Tuesday, November 20, 2012

SACRE' BLEU: A COMEDY D'ART

Do you recall how, after returning from our trip to Paris and that river cruise through Provence summer before last, I became a bit obsessed with all things French? Well, although I don't bring it up here on the blog near as often now, the obsession has not faded. Mostly I quench it with books and movies. I've seen Midnight in Paris several times, watched a great mini-series about the original group of Impressionists, read several books about expatriate writers, such as Ernest Hemingway and Gertrude Stein, who settled in Paris after WWI, and a fabulous novel about the artist Renoir by Susan Vreeland, called Luncheon of the Boating Party. But I never, in all my life, have read anything as oddly intriguing as the one my hubby gave me for my birthday -- Sacre' Blue: A Comedy d'Art, by Christopher Moore.

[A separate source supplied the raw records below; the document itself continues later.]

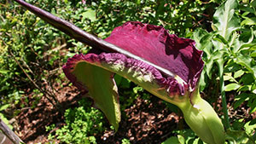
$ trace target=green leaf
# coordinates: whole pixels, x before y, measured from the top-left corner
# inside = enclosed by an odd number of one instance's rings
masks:
[[[1,70],[0,69],[0,73],[2,73],[2,74],[7,74],[8,72],[9,72],[9,71],[8,71],[8,70]]]
[[[234,78],[237,78],[241,77],[243,74],[244,74],[244,71],[239,70],[239,71],[235,72]]]
[[[253,17],[253,18],[246,18],[244,20],[241,21],[241,26],[243,25],[256,25],[256,18]]]
[[[90,20],[92,22],[96,20],[96,11],[90,9],[88,9],[86,12],[82,14],[84,18]]]
[[[252,57],[256,57],[256,51],[253,51],[253,52],[251,54],[251,56],[252,56]]]
[[[113,73],[101,67],[79,61],[73,74],[85,85],[96,107],[101,109],[117,131],[120,122],[120,109],[118,89],[113,81]]]
[[[254,71],[254,68],[251,65],[253,60],[252,57],[250,57],[250,55],[239,55],[236,57],[236,63],[245,66],[250,72],[253,74],[254,78],[256,78],[256,71]]]
[[[219,34],[216,34],[215,37],[213,37],[213,40],[218,40],[220,43],[223,43],[224,44],[228,45],[229,43],[227,40],[225,40],[224,37],[223,37],[221,35]]]
[[[231,90],[236,90],[240,87],[239,84],[236,83],[230,84],[225,86],[225,91],[231,91]]]
[[[172,137],[168,138],[167,140],[166,140],[161,144],[180,144],[180,142],[179,142],[177,137],[172,136]]]
[[[10,104],[5,104],[0,107],[0,112],[5,110],[10,106]]]
[[[213,15],[213,26],[224,39],[229,39],[232,32],[240,27],[240,20],[235,13],[237,6],[236,0],[228,0],[218,8]]]

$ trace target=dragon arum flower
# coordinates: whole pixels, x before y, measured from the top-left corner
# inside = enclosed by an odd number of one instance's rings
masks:
[[[105,40],[174,73],[162,75],[153,66],[119,53],[90,53],[70,58],[63,66],[66,76],[74,85],[89,91],[96,107],[116,130],[120,112],[113,73],[177,105],[186,123],[205,142],[224,143],[220,118],[200,96],[198,81],[204,63],[202,52],[195,47],[193,40],[169,34],[161,26],[141,22],[126,22],[116,27]]]

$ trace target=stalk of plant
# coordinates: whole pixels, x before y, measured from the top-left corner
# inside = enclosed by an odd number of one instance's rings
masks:
[[[76,55],[68,59],[63,71],[75,86],[88,91],[94,105],[103,112],[116,130],[120,110],[114,73],[177,105],[187,124],[205,142],[224,142],[221,120],[211,105],[200,96],[198,81],[204,62],[202,51],[195,47],[193,40],[171,35],[161,26],[126,22],[103,41],[88,37],[88,33],[49,13],[44,14],[46,12],[38,8],[20,0],[16,2],[77,40],[104,51],[115,48],[115,53]],[[67,26],[61,26],[63,22]]]

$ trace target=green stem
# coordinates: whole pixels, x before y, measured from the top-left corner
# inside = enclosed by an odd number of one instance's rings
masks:
[[[229,118],[226,95],[225,95],[224,82],[224,77],[223,77],[224,64],[222,61],[219,60],[219,61],[218,61],[218,65],[219,85],[220,85],[222,108],[223,108],[223,112],[224,115],[224,128],[227,130],[227,129],[230,128],[230,118]]]

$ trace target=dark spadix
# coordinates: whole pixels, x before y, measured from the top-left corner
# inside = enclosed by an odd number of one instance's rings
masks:
[[[219,118],[199,94],[198,81],[204,63],[202,52],[195,47],[193,40],[169,34],[161,26],[126,22],[104,41],[24,1],[15,1],[72,37],[102,50],[100,55],[74,55],[63,71],[74,85],[89,91],[95,106],[116,130],[120,111],[114,73],[177,105],[202,141],[224,142]]]

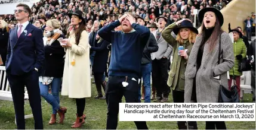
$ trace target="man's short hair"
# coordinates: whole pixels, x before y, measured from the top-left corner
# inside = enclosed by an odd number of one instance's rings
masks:
[[[30,7],[29,7],[29,5],[24,4],[20,3],[16,6],[16,7],[23,7],[24,8],[24,10],[25,10],[26,11],[27,11],[27,13],[29,13],[29,17],[30,16],[31,9]]]
[[[132,13],[131,13],[131,12],[125,12],[125,14],[129,14],[129,15],[132,15],[135,20],[137,20],[137,16],[136,16],[136,15],[135,15],[135,14],[132,14]]]

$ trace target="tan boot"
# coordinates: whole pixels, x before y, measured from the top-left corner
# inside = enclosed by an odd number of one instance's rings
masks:
[[[141,100],[145,100],[145,87],[142,85]]]
[[[60,116],[59,123],[63,123],[64,119],[65,118],[65,113],[67,112],[67,109],[65,107],[60,107],[60,109],[57,112]]]
[[[80,119],[82,120],[81,122],[80,122]],[[72,126],[71,126],[72,128],[77,128],[81,127],[82,125],[85,123],[85,119],[82,116],[81,117],[76,117],[76,122],[75,122],[75,124]]]
[[[53,125],[56,123],[56,115],[51,114],[51,119],[49,121],[49,125]]]
[[[76,114],[76,116],[78,116],[78,114]],[[84,119],[86,119],[86,115],[85,114],[83,114],[83,116],[82,116]],[[75,125],[76,122],[75,122],[74,123],[72,123],[72,125]]]
[[[152,86],[152,96],[151,96],[151,100],[156,99],[156,88]]]

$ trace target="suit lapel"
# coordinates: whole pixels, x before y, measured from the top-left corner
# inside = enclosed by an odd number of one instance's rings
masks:
[[[18,26],[16,26],[16,27],[12,30],[12,31],[11,31],[11,34],[10,34],[11,35],[10,37],[11,39],[11,40],[13,41],[11,42],[11,43],[13,43],[12,44],[12,46],[11,46],[13,48],[14,47],[15,45],[17,43],[17,41],[18,40],[18,34],[17,33],[17,30],[18,30]]]
[[[32,29],[31,28],[31,24],[29,23],[27,24],[27,27],[26,27],[24,31],[21,33],[21,34],[20,36],[20,37],[18,38],[18,40],[17,40],[16,43],[15,44],[14,47],[17,43],[21,43],[24,40],[25,40],[27,37],[27,35],[31,33]],[[16,31],[17,33],[17,31]]]

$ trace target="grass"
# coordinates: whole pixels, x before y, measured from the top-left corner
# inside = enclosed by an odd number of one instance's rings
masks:
[[[96,100],[94,97],[97,94],[95,84],[92,84],[92,97],[86,99],[85,113],[87,118],[86,123],[81,129],[106,129],[107,118],[107,104],[105,100]],[[169,102],[172,102],[171,95]],[[244,94],[244,102],[252,102],[252,94]],[[64,124],[48,125],[51,114],[51,107],[42,99],[42,109],[44,119],[44,128],[46,129],[70,129],[72,123],[75,121],[76,107],[74,99],[67,96],[60,96],[61,105],[67,107]],[[123,99],[123,102],[124,99]],[[25,114],[31,114],[31,109],[28,101],[25,102]],[[17,129],[14,123],[14,109],[12,102],[0,100],[0,129]],[[177,129],[176,122],[147,122],[147,126],[150,129]],[[198,128],[205,129],[205,122],[198,122]],[[228,129],[255,129],[255,122],[226,122]],[[26,128],[34,129],[33,118],[26,119]],[[118,129],[135,129],[133,122],[119,122]]]

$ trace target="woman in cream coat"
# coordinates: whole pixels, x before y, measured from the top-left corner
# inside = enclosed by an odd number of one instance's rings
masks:
[[[76,99],[76,120],[72,128],[79,128],[84,123],[83,114],[85,97],[91,97],[91,75],[88,34],[85,30],[85,21],[82,12],[77,10],[69,14],[71,18],[70,34],[63,41],[66,48],[61,95]]]

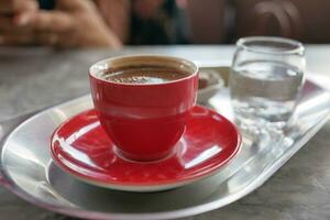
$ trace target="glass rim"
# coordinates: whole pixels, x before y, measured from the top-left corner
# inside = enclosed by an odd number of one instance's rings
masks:
[[[274,43],[284,43],[287,45],[293,46],[293,48],[282,50],[282,51],[271,51],[265,50],[267,46],[264,46],[264,48],[255,48],[253,46],[246,45],[248,43],[258,43],[258,42],[274,42]],[[246,36],[238,40],[237,46],[244,48],[249,52],[253,53],[262,53],[262,54],[271,54],[271,55],[292,55],[292,54],[304,54],[305,47],[302,43],[292,38],[285,38],[280,36]]]

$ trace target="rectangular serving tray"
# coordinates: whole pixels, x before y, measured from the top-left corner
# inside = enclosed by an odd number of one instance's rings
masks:
[[[205,67],[226,79],[228,67]],[[312,75],[310,75],[312,76]],[[232,119],[228,89],[208,103]],[[0,123],[0,183],[37,206],[91,219],[173,219],[229,205],[263,185],[328,121],[330,95],[308,77],[293,128],[280,134],[243,134],[241,152],[215,176],[174,190],[132,194],[81,183],[50,156],[52,132],[70,117],[92,108],[90,96]]]

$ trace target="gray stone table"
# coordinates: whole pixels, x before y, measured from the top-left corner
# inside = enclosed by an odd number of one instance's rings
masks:
[[[230,62],[233,46],[128,47],[122,51],[0,48],[0,120],[55,105],[89,91],[87,69],[119,54],[170,54],[201,62]],[[308,45],[309,72],[329,78],[330,45]],[[330,219],[330,123],[256,191],[208,213],[187,219]],[[0,187],[0,219],[72,219],[30,205]],[[186,220],[187,220],[186,219]]]

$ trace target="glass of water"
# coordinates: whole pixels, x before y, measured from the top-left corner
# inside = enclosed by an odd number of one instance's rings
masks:
[[[234,118],[241,128],[284,129],[304,84],[305,48],[282,37],[238,41],[229,77]]]

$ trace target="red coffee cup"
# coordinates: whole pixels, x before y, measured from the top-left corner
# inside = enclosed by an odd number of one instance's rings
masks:
[[[160,84],[122,84],[101,77],[109,69],[144,66],[188,75]],[[198,67],[194,63],[170,56],[121,56],[92,65],[89,79],[100,123],[119,154],[134,161],[155,161],[174,151],[196,103]]]

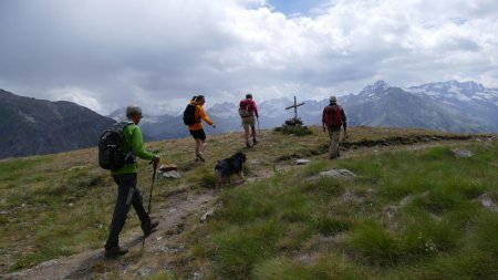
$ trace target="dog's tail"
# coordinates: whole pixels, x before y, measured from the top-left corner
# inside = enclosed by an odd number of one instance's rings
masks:
[[[215,166],[215,172],[220,172],[220,169],[221,169],[221,162],[218,160]]]

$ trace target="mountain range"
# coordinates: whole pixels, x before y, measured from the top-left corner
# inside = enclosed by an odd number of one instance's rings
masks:
[[[50,102],[0,90],[0,158],[96,146],[114,120],[72,102]]]
[[[338,96],[349,126],[419,127],[442,132],[498,132],[498,89],[475,82],[447,81],[417,86],[391,86],[377,81],[357,94]],[[280,126],[293,116],[290,98],[258,102],[259,127]],[[328,98],[304,102],[298,116],[305,125],[320,125]],[[242,131],[238,101],[214,104],[206,113],[217,124],[207,134]],[[108,116],[71,102],[50,102],[18,96],[0,90],[0,158],[58,153],[95,146],[98,135],[125,108]],[[188,135],[181,115],[144,115],[141,127],[146,141]]]
[[[377,81],[357,94],[339,96],[349,126],[419,127],[442,132],[498,132],[498,89],[487,89],[475,82],[447,81],[411,87],[391,86]],[[257,101],[257,100],[256,100]],[[258,102],[258,101],[257,101]],[[305,125],[321,125],[328,98],[303,101],[298,116]],[[290,98],[276,98],[258,103],[260,128],[280,126],[293,116]],[[212,105],[206,111],[217,128],[206,127],[208,134],[241,131],[235,102]],[[118,120],[117,115],[110,117]],[[144,134],[154,139],[188,135],[181,116],[146,116]]]

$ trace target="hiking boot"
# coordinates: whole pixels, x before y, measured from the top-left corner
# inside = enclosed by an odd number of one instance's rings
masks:
[[[142,230],[144,231],[144,236],[148,237],[153,232],[157,230],[157,226],[159,226],[158,220],[149,220],[145,226],[142,226]]]
[[[111,248],[105,248],[104,257],[105,258],[115,258],[117,256],[122,256],[128,252],[128,249],[115,246]]]
[[[204,159],[203,154],[196,153],[196,158],[199,158],[200,162],[206,163],[206,159]]]

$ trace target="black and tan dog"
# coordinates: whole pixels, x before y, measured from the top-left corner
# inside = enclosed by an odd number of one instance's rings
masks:
[[[230,184],[230,177],[235,174],[243,180],[243,164],[246,159],[246,154],[238,152],[231,157],[218,160],[215,166],[215,173],[218,177],[217,187]]]

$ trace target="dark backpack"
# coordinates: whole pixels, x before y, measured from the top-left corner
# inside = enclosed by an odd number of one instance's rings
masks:
[[[196,108],[197,108],[197,106],[194,104],[187,105],[187,107],[184,111],[184,124],[185,125],[193,125],[193,124],[197,123]]]
[[[124,151],[124,129],[132,122],[120,122],[104,131],[98,138],[98,165],[108,170],[116,170],[127,163],[131,152]]]
[[[342,118],[341,118],[341,106],[339,105],[329,105],[326,106],[326,117],[329,121],[329,127],[341,127]]]
[[[251,102],[247,101],[247,100],[242,100],[239,104],[239,115],[241,117],[248,117],[251,116],[251,111],[250,111],[250,106]]]

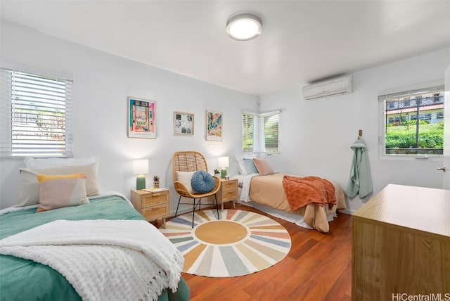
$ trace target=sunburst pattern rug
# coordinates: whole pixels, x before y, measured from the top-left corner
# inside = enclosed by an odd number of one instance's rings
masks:
[[[232,277],[263,270],[283,260],[290,236],[274,219],[249,211],[215,210],[176,217],[160,231],[183,253],[185,273]]]

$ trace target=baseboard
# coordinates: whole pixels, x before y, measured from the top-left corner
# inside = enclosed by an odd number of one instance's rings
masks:
[[[338,212],[340,213],[344,213],[345,214],[349,214],[349,215],[353,215],[355,211],[356,210],[354,210],[353,209],[339,209],[338,210]]]

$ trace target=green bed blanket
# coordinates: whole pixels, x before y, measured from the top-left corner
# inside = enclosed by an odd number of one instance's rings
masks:
[[[36,212],[36,208],[0,215],[0,239],[57,219],[143,219],[120,196],[91,200],[89,204]],[[158,301],[189,299],[189,290],[183,278],[176,293],[165,290]],[[32,260],[0,255],[0,300],[81,300],[72,285],[51,267]]]

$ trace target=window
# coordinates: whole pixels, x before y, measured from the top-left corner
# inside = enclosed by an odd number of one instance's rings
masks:
[[[444,86],[378,96],[382,154],[442,155]]]
[[[0,68],[0,155],[72,157],[72,84]]]
[[[242,115],[242,149],[244,152],[279,153],[280,111]]]

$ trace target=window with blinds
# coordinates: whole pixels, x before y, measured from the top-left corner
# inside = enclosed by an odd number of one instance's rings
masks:
[[[0,68],[0,155],[72,157],[72,81]]]
[[[442,155],[444,86],[381,95],[378,101],[384,155]]]
[[[280,111],[242,115],[242,149],[244,152],[279,153]]]

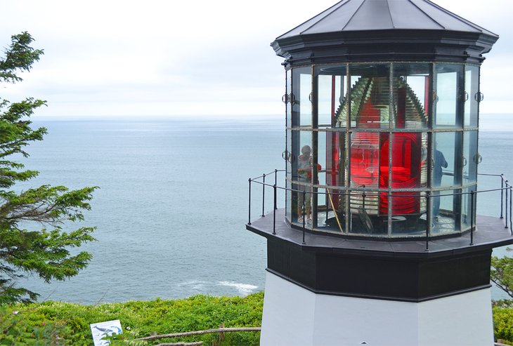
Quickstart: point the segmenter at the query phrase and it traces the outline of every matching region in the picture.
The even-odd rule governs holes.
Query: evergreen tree
[[[511,248],[506,248],[511,251]],[[513,299],[513,258],[492,256],[490,279]]]
[[[20,72],[30,71],[39,60],[43,51],[32,48],[33,41],[26,32],[11,37],[0,57],[0,82],[21,81]],[[13,160],[28,157],[25,147],[46,133],[43,127],[31,128],[28,119],[42,105],[45,101],[32,98],[18,102],[0,98],[0,304],[37,298],[37,293],[18,286],[18,279],[27,274],[46,282],[64,280],[86,267],[91,258],[87,252],[72,254],[70,250],[94,240],[91,234],[95,227],[69,232],[63,227],[84,219],[82,212],[90,209],[88,201],[96,187],[70,191],[45,185],[13,189],[16,182],[38,175]]]

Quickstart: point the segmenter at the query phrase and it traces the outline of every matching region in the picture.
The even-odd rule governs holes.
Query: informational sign
[[[108,346],[110,341],[101,340],[102,338],[112,334],[122,334],[121,322],[119,319],[106,322],[93,323],[91,324],[91,333],[93,334],[94,346]]]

While on that trip I realized that my very favorite artist was Vincent van Gogh. The man was absolutely color-mad! So how could I resist a novel whose cover blurb starts out "In July 1890, Vincent van Gogh went into a cornfield and shot himself. Or did he?" Add into the mix a mystery-solving bon vivant count by the name of Toulouse Lautrec, a mad scientist who is determined to create some steam powered leg extensions for him, so that he can "blend into the crowds" more easily, and even a bit of time travel, and well, how could it not be tres amusant? There's history, murder, mayhem, and best of all, muses! Beware though, this book is not for anyone without a quirky sense of humor. The Philadelphia Inquirer calls it "another exceedingly bizarre, often raucous, and consistently delightful journey into the sweetly demented mind of novelist Christopher Moore." Also, Moore's previous titles include Bite Me, The Lust Lizard of Melancholy Cove, and Island of the Sequined Love Nun, sooooo, don't say I didn't warn you.